18 July 2013

[FYI in PCIJ] FOI advocates visit Senate, file People’s FOI Bill



MEMBERS OF THE Right to Know Right Now Coalition, an organization of more than 150 organizations pushing the passage of the long-delayed Freedom of Information bill, stormed the Senate yesterday to press legislators to move on the measure immediately.

Coalition lead convenor Nepomuceno Malaluan filed the coalition’s petition for an indirect initiative for the People’s FOI Bill with the Senate secretariat. The petition takes advantage of the mechanism provided by Republic Act 6735 or the Initiative and Referendum Act, which allows people’s organizations to propose a bill to Congress.

With this mechanism, a people’s bill will still go through the regular legislative mill, but will now “have precedence over pending legislative measures on the committee.”

Through the People’s FOI bill, the coalition hopes to spur Congress into finally passing the FOI after so many failed attempts. FOI advocates had hoped for a speedy passage of the bill with the assumption of President Benigno S. Aquino III, but were spurned when the chief executive eventually appeared to be cool to the measure.

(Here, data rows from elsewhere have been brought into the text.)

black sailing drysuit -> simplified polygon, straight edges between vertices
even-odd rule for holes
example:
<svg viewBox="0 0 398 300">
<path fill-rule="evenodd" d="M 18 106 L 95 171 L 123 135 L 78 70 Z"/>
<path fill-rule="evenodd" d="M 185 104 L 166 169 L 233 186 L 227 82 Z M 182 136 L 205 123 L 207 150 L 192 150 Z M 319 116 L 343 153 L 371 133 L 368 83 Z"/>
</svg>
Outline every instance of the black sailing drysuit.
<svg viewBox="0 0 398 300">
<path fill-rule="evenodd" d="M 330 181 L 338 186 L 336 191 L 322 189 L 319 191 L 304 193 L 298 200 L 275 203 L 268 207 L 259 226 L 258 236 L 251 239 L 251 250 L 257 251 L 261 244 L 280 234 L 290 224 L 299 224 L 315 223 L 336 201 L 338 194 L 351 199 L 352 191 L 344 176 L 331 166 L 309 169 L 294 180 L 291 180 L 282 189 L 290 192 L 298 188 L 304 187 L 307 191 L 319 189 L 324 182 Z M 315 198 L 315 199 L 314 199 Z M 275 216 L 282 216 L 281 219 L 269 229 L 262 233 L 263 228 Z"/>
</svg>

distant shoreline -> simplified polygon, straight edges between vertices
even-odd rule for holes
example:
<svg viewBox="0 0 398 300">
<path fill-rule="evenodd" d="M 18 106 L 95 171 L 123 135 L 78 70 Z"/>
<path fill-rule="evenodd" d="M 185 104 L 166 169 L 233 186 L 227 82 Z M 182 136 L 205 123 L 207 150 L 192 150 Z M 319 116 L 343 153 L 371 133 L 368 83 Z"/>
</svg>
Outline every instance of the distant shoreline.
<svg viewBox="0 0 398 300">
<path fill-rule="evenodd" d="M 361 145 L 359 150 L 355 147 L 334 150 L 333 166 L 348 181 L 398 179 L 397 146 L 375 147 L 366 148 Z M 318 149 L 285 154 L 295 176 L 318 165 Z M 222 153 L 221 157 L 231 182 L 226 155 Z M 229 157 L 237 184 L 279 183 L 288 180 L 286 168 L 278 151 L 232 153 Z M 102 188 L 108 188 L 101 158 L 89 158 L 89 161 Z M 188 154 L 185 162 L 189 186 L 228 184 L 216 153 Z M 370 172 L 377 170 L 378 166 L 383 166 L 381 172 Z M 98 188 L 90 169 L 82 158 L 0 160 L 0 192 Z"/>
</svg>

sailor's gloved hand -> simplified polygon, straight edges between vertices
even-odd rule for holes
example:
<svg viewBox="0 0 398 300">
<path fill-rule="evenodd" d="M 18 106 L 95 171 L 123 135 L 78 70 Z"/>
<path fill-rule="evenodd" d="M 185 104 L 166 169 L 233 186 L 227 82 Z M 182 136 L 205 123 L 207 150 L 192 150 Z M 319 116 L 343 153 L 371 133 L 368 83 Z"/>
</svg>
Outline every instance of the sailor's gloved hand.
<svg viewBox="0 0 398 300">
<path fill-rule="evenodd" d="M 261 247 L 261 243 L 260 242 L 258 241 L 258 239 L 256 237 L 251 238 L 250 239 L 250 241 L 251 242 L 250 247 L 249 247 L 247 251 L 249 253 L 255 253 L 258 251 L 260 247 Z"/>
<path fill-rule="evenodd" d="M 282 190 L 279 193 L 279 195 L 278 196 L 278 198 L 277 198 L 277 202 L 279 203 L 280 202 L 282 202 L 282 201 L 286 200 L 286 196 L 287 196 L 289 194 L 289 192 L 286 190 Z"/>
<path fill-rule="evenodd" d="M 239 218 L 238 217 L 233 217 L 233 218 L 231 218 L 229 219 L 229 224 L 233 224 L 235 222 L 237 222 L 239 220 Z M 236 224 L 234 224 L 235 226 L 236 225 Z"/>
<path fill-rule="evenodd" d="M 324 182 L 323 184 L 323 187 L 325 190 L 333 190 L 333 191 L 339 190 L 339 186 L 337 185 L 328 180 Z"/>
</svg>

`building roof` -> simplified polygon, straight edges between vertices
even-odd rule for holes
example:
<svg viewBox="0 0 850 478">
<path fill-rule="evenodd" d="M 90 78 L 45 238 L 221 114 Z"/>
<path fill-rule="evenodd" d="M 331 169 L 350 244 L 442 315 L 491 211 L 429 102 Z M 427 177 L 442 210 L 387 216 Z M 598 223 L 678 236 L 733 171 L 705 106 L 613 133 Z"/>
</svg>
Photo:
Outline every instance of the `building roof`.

This, even though Malacanang had previously created a Palace study group to hammer out a common bill that would be supported by both the executive and the FOI advocates.

Malaluan said the groups that joined him in filing the People’s FOI bill include the Philippine Airlines Employees Association, the Public Services Labor Independent Confederation, Prudentiallife Warriors, CODE-NGO, Transparency and Accountability Network, Philippine Rural Reconstruction Movement, Alliance of Progressive Labor, and Aksyong Kabayanihan Para sa Organisadong Pagbabago.

Also joining the filers were representatives from the youth sector through the FOI Youth Initiative, now composed of 118 youth organizations spread throughout the country.

The coalition had filed a counterpart petition with the House of Representatives earlier this month. Advocates acknowledged that the real battle for the FOI takes place in the lower chamber, and not in the Senate, since most of the opposition to the FOI bill have consistently come from the House of Representatives. This, even though the President is supposed to exercise the most influence over the lower chamber, where he holds the majority.

In the 15th Congress, Congressmen succeeded in delaying the approval of the FOI bill in the House Committee on Public Information until the last two weeks of session of Congress. By then, there was already little time left for any substantial discussion of the bill on the floor.

Anti-FOI legislators then killed the FOI bill in the 15th Congress by raising other measures of more local concern in the last days of session. With that, FOI advocates had to go back to square one with yet another version of the FOI bill.

Malaluan expressed confidence that the group’s new tack would give the FOI bill a better chance of getting through the legislative wringer.

“With the bills filed, we now shift to the grind of the legislative process and movement building,” he said. “At the House, our champions are also moving.”